Interventi saggi che però dovranno essere “completati”, in particolare:

  • Non si potrà stimolare il mecenatismo se non sarà accompagnato da un sostanzioso supporto sotto forma di tax credit o di incentivi fiscali: le grandi aziende, la grande finanza, i grandi mecenati non si accontenteranno di fare un nuovo Rinascimento ma dovranno essere attratti anche da benefici fiscali che daranno loro “utile e dilettevole”
  • La privatizzazione non dovrà concentrarsi sui grandi siti, attrattori di centinaia di migliaia di visitatori. Questi siti, sono già oggetto di gare pubbliche per l’affidamento dei servizi aggiuntivi. La vera svolta sarà la privatizzazione dei siti minori: siti oggi lasciati al loro destino che potrebbero diventare una grande opportunità per piccoli enti (pubblici, privati, cooperative, terzo settore) non solo sviluppando una economia oggi inesistente ma anche sgravando le amministrazioni di oneri e compiti spessi onerosi e non più sostenibili.

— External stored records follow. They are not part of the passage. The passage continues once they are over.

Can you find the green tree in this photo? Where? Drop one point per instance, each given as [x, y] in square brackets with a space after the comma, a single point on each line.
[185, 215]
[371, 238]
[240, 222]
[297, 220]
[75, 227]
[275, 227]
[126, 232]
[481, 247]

Ed infine la valorizzazione dei patrimoni oggi “sepolti” nei depositi dei musei: questa potrebbe essere la pietra miliare di una grande operazione di marketing attraverso gli accordi, ad esempio, con gli aeroporti di tutto il mondo (crocevia principale del turismo di oggi): creare delle teche con i reperti di migliaia di anni che rappresenterebbero il migliore spot per tutto il nostro patrimonio “emerso” nei musei con un slogan come “Se questo è quello che noi teniamo nei depositi, pensate a quello che c’è nei nostri musei!”